Le sinfonie di Brahms sono ormai uno scotto obbligatorio che in tutte le programmazioni di stagioni sinfoniche si deve pagare. L’OSN RAI, con il maestro Gatti, ne ha dato l’integrale di tutte e quattro durante il lock down del 2021. Daniel Harding si limita qui alla gigantesca prima in do minore op.68. È noto che per Brahms la “sinfonia” è stata un’ossessione a cui, per molto tempo, per un forte timore di inadeguatezza, si è negato. Finalmente, dopo vari tentativi di approccio con opere di minor portata e complessità, a 43 anni ci arrivò. Ne sortì una partitura di confezione perfetta e ossequiente, nella forma, al dettato della tradizione classica viennese se pur rinnovata, arricchita e drammatizzata da Beethoven. Risuonano appunto, nel finale di questa prima, gli echi ben distinti e riconoscibili del finale della 9° beethoveniana, che ne certificano il collegamento e la derivazione. Lo sterminato archivio di interpretazioni, fissate su disco e nei nostri ricordi, lascia pochissimo spazio ad approcci nuovi e originali.
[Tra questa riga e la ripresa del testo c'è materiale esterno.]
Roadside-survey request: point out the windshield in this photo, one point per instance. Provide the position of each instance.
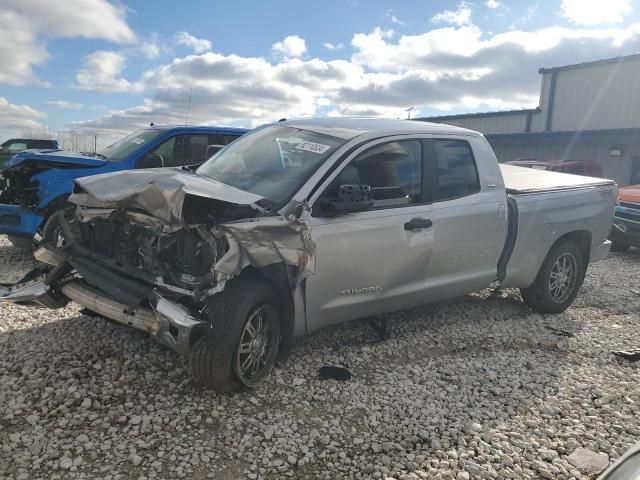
(272, 162)
(119, 150)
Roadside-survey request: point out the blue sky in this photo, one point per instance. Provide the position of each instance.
(106, 66)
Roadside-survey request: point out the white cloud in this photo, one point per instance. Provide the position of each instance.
(447, 68)
(292, 46)
(394, 18)
(20, 50)
(595, 12)
(102, 71)
(24, 24)
(64, 104)
(18, 118)
(333, 46)
(460, 16)
(198, 45)
(151, 48)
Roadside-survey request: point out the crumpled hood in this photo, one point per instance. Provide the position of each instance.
(55, 157)
(157, 191)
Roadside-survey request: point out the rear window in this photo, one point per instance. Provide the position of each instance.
(457, 175)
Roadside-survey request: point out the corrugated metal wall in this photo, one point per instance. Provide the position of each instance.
(514, 123)
(566, 147)
(597, 97)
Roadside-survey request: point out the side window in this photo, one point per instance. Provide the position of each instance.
(456, 173)
(225, 139)
(195, 149)
(393, 171)
(164, 152)
(17, 147)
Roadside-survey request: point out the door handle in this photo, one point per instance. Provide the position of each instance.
(418, 223)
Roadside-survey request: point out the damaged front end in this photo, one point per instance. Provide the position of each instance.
(151, 251)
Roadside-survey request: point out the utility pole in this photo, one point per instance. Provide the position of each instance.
(408, 110)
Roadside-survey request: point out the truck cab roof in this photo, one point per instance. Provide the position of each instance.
(350, 127)
(197, 128)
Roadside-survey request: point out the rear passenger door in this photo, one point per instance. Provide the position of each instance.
(468, 223)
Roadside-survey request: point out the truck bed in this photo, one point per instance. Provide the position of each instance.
(522, 181)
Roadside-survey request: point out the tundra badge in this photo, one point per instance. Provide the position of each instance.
(356, 291)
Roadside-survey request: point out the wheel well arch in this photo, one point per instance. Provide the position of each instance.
(279, 277)
(582, 238)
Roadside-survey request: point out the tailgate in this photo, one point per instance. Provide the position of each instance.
(521, 180)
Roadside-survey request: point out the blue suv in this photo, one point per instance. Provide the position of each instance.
(38, 183)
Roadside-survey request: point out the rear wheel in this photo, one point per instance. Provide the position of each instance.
(241, 347)
(558, 280)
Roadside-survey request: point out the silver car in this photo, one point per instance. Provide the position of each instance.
(306, 223)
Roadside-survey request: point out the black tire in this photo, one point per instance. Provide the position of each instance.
(20, 242)
(619, 247)
(541, 296)
(213, 358)
(51, 231)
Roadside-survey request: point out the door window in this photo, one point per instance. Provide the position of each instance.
(190, 149)
(195, 149)
(226, 139)
(393, 171)
(456, 173)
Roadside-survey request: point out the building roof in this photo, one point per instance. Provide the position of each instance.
(349, 127)
(479, 114)
(561, 133)
(604, 61)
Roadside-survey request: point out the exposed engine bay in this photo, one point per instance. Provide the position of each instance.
(20, 189)
(152, 253)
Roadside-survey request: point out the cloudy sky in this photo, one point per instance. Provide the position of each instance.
(110, 66)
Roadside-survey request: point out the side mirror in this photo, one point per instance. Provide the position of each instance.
(349, 198)
(212, 150)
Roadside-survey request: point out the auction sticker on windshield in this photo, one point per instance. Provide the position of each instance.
(313, 147)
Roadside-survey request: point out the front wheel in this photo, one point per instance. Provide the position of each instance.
(241, 346)
(619, 247)
(558, 280)
(20, 242)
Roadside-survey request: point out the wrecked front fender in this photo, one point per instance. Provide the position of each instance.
(159, 192)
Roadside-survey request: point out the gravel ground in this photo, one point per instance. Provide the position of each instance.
(477, 387)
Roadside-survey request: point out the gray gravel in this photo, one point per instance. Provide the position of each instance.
(471, 388)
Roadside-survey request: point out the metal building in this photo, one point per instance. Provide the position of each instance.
(587, 111)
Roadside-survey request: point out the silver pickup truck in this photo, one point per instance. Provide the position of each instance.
(306, 223)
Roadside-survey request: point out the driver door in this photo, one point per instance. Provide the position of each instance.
(374, 261)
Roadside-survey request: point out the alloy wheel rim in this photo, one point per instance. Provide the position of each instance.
(257, 347)
(562, 278)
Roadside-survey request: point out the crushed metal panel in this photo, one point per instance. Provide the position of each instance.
(160, 192)
(265, 241)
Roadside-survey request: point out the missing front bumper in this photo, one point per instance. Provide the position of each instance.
(167, 321)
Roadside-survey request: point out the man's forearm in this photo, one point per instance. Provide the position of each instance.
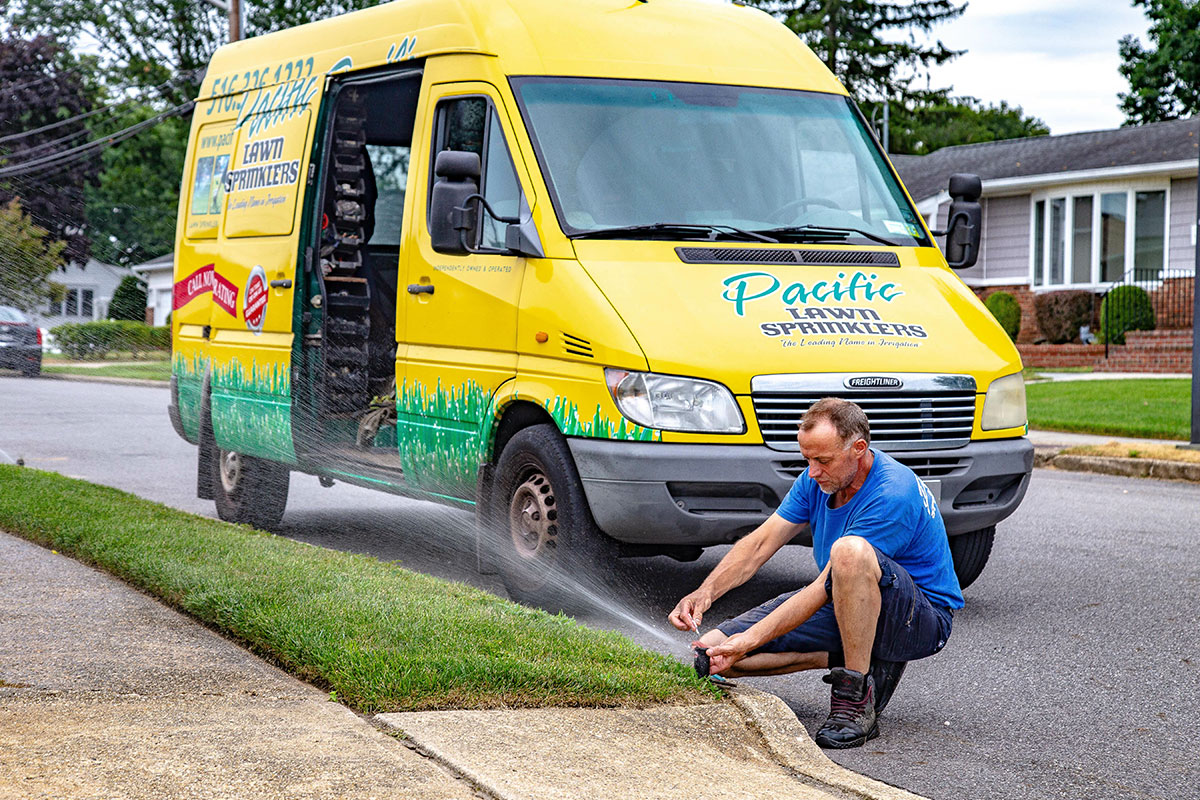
(791, 613)
(745, 557)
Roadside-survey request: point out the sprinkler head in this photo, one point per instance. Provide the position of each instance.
(701, 663)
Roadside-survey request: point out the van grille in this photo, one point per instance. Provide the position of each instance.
(801, 257)
(925, 467)
(915, 417)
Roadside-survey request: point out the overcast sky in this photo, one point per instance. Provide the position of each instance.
(1055, 59)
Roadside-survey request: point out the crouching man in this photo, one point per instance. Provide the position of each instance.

Harding, interprete diligente ed ordinato, si conferma restio ad incamminarsi su percorsi rischiosi e complessi. Abbado e Rattle, suoi validissimi maestri ed estimatori, hanno lasciato una forte traccia nei suoi modi di condurre e di interpretare. I tempi, di questa prima brahmsiana, adottati da Abbado nel cd DGG sono perfettamente sovrapponibili a quelli di questa sera di Harding. L’orchestra, sotto la sua bacchetta, gira bene, senza scossoni e sobbalzi, come il motore ben revisionato di un Airbus. I fiati solisti e il timpanista della formidabile OSN RAI sanno dare al flusso sonoro le spinte necessarie a districarlo dalla statica massa degli archi che Brahms e Harding, di conserva, tendono a mantenere eccessivamente compattata. Direttore ed orchestra hanno goduto del sonoro meritato apprezzamento che il folto pubblico, richiamato in sala dalla fama degli interpreti, gli ha tributato.